Celebrate Leopold Bloom and the centenary of Ulysses in Ostend

16 June 2022

Readings, events, and performances – details to follow

Plus the launch of Ostende! a special Bloomsday publication dedicated to James Joyce and other eminent figures connected to the city.

Few realise it, but Ostend has its own unique connection to James Joyce. Four years after the publication of Ulysses, the author spent a happy holiday in the city with his wife, Nora, and their two children. It was the summer of 1926. Joyce wrote letters and postcards to his friends while here, many of which survive, as does an evocative set of photographs. This material forms the basis for Xavier Tricot’s detailed account of James Joyce in Ostend.

Ulysses is undoubtedly one of the most famous books about Dublin. Written over seven years in three different cities, and totalling 265,000 words, Joyce’s epic novel depicts the events of a single day in the city. The protagonist is one Leopold Bloom. Dublin has been celebrating Bloomsday on the anniversary of the date that features in the book – 16 June 1904 – since 1954. From small beginnings, it is now a city-wide festival that attracts an international audience. But the festivities aren’t limited to Ireland: Bloomsday is now celebrated by Joyce lovers around the world. This year, the party will be extra special as Ulysses turns 100.
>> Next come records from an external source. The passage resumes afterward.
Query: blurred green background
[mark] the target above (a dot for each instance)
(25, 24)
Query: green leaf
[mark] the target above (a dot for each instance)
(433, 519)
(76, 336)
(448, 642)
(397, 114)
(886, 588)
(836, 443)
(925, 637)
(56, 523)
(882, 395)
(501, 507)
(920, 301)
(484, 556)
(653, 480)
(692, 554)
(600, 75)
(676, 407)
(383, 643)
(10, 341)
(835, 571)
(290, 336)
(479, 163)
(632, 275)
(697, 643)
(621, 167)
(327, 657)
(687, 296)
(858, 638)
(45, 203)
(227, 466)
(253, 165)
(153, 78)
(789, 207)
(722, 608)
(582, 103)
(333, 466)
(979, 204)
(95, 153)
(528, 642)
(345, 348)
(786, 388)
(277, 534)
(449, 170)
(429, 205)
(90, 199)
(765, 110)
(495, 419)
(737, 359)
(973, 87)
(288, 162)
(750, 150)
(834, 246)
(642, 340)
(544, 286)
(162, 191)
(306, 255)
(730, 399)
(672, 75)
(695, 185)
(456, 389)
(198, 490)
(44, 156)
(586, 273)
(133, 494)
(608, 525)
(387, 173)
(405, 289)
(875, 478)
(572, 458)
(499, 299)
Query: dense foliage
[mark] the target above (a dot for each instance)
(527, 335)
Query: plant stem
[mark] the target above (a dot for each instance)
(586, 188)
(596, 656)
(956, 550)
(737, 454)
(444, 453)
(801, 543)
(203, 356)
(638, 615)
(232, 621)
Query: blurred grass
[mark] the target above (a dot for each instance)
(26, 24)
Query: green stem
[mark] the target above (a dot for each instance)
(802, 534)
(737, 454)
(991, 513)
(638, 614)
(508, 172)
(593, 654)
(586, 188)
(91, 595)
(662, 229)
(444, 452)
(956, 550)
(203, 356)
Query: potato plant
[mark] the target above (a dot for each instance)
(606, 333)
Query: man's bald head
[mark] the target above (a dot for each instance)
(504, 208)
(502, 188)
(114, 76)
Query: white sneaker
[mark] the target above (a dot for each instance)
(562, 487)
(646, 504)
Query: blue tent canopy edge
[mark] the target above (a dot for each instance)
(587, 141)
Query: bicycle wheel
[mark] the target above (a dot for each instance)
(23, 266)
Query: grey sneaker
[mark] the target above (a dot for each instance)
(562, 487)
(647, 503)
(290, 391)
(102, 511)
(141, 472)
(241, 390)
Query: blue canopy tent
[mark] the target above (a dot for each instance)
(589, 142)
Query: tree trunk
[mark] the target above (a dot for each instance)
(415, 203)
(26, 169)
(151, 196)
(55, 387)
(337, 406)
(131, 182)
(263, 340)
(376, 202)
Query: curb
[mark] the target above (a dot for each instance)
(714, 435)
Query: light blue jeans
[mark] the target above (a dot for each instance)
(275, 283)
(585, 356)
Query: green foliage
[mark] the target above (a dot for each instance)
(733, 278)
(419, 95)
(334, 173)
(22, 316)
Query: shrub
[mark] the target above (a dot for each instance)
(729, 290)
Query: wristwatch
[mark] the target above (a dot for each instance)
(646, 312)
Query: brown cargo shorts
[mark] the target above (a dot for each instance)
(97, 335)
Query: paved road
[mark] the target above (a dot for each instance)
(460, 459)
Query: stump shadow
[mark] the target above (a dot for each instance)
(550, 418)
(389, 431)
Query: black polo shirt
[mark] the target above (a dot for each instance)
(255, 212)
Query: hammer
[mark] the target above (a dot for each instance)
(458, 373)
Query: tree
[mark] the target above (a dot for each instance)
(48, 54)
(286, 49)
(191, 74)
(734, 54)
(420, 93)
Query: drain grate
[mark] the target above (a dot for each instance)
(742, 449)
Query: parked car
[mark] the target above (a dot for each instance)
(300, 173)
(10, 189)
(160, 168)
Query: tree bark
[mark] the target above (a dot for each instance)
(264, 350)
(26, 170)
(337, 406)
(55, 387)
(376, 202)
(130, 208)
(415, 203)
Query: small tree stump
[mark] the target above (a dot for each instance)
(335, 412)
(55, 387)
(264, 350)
Celebrating 100 years of a literary masterpiece

On 2 February 1922, Paris bookseller Sylvia Beach – founder of the legendary Shakespeare & Company – published the first edition of James Joyce’s Ulysses. It was a brave decision. The editors of The Little Review, an American literary journal that published excerpts of the book, had been tried for obscenity the previous year (effectively banning the book in the US). But Beach was undeterred, writing to her friend Marion Peters:

Dear Marion,

My shop is a great success and self-supporting and all that sort of thing and just think I am publishing a book now. Ulysses by James Joyce, the greatest book and author of the age. . ..! You probably saw in the papers the uproar caused by the trial of the Editors of the Little Review for printing some of Ulysses in it, and how they were fined $100, and their thumb prints taken. Nine stenographers gave up the typing of the last episode here in Paris and a gentleman from the British Embassy burned a dozen pages . . . he threw ’em into the fire in a rage. Ulysses is a masterpiece and one day it will be ranked among the classics in English literature. Joyce is in Paris, and I told him I would publish his book, after the publisher in New York threw up the job in a fright.